Spring Orzo with Edamame

This post is the latest installment in my ongoing quest to find new ways of cooking vegetables.  This recipe combines two of my new favorite ingredients:  Edamame and orzo pasta.Edamame (baby soybeans in the pod) has become a favorite vegetable of ours lately.  The beans have such a great texture, almost a meaty feeling, but a light flavor at the same time.  For me, half of the appeal of eating edamame is squeezing the beans out of their leathery outer skin before popping them into my mouth but I wanted to find a way to incorporate the already shelled beans into some dishes since they are a great source of fiber and vitamins.  The recipe below is my attempt to create a light springtime salad.  I made this for my husband and I for lunch today and there was just enough for 2 small portions, but it would also be a great dinner entree for one.  Of course, you could also double the recipe and serve it alongside some grilled fish or chicken for a bigger crowd; the possibilities are endless!

Spring Orzo with Edamame

Serves 2 as a light lunch


8 oz. dry orzo pasta

handful of shelled edamame

2 Tbsp. olive oil

1/4 cup finely chopped onion

2 garlic cloves, minced

2 Tbsp. finely minced parsley

juice and zest from half a lemon

1/4 cup shredded parmesan, plus extra for garnish

salt and freshly ground pepper

1.  Cook the orzo in a pot of salted, boiling water for about 9 minutes, adding the edamame halfway through cooking time.  Drain the orzo and edamame and return to the pan.

2.  While the orzo is cooking, heat the olive oil in a small skillet over medium-low heat.  Add the onion and garlic and saute until softened and translucent, about 5 minutes.

3.  Pour the olive oil/onion mixture into the cooked orzo and stir gently to combine.  Add the parsley, lemon juice, zest and 1/4 cup parmesan to the orzo and add salt and pepper to taste.  Stir until all ingredients are combined then split the pasta between two bowls.  Top each bowl with a little extra grated parmesan.  Enjoy!
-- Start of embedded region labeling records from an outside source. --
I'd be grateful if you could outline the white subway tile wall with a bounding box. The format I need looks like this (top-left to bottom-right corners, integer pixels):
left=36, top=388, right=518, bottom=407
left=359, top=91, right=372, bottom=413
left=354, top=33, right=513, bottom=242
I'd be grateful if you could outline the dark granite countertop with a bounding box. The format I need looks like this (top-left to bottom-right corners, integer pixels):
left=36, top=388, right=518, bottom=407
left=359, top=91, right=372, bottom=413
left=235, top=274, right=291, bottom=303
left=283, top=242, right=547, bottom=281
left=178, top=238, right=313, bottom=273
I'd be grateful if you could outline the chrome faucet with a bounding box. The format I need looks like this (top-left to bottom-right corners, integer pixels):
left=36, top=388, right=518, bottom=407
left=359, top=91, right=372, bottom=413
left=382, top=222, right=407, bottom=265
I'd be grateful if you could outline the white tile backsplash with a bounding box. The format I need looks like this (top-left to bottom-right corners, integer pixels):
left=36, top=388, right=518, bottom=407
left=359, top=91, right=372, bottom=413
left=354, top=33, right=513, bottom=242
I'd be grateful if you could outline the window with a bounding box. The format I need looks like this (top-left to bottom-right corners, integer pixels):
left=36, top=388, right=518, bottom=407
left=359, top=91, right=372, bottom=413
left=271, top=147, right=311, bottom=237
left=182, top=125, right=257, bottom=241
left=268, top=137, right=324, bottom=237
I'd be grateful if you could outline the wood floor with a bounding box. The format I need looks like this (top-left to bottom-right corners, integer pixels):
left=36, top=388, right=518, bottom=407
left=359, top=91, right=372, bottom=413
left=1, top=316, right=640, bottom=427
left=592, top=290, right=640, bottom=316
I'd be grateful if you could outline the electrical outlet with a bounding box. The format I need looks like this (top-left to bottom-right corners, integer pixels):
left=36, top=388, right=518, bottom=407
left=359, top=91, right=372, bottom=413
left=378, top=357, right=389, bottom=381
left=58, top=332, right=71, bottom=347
Edamame usually comes in a big bag so, if you have leftovers, I have another new idea for you.  We recently went to an Asian restaurant where they served unshelled edamame which had been marinated in a sauce.  It seems like the flavors wouldn’t actually reach the beans inside the shells, but somehow the flavors really permeated the whole bean and it was delicious.  I tried to copy this idea at home a few days ago by just adding a few dashes of sesame oil, soy sauce and rice vinegar to a bowl of freshly steamed edamame and then letting them marinate for a couple of hours.  If you try it out, please let me know what you think!  Edamame are also wonderful just steamed in the pods and sprinkled with a little sea salt before serving.  Delicious and good for you.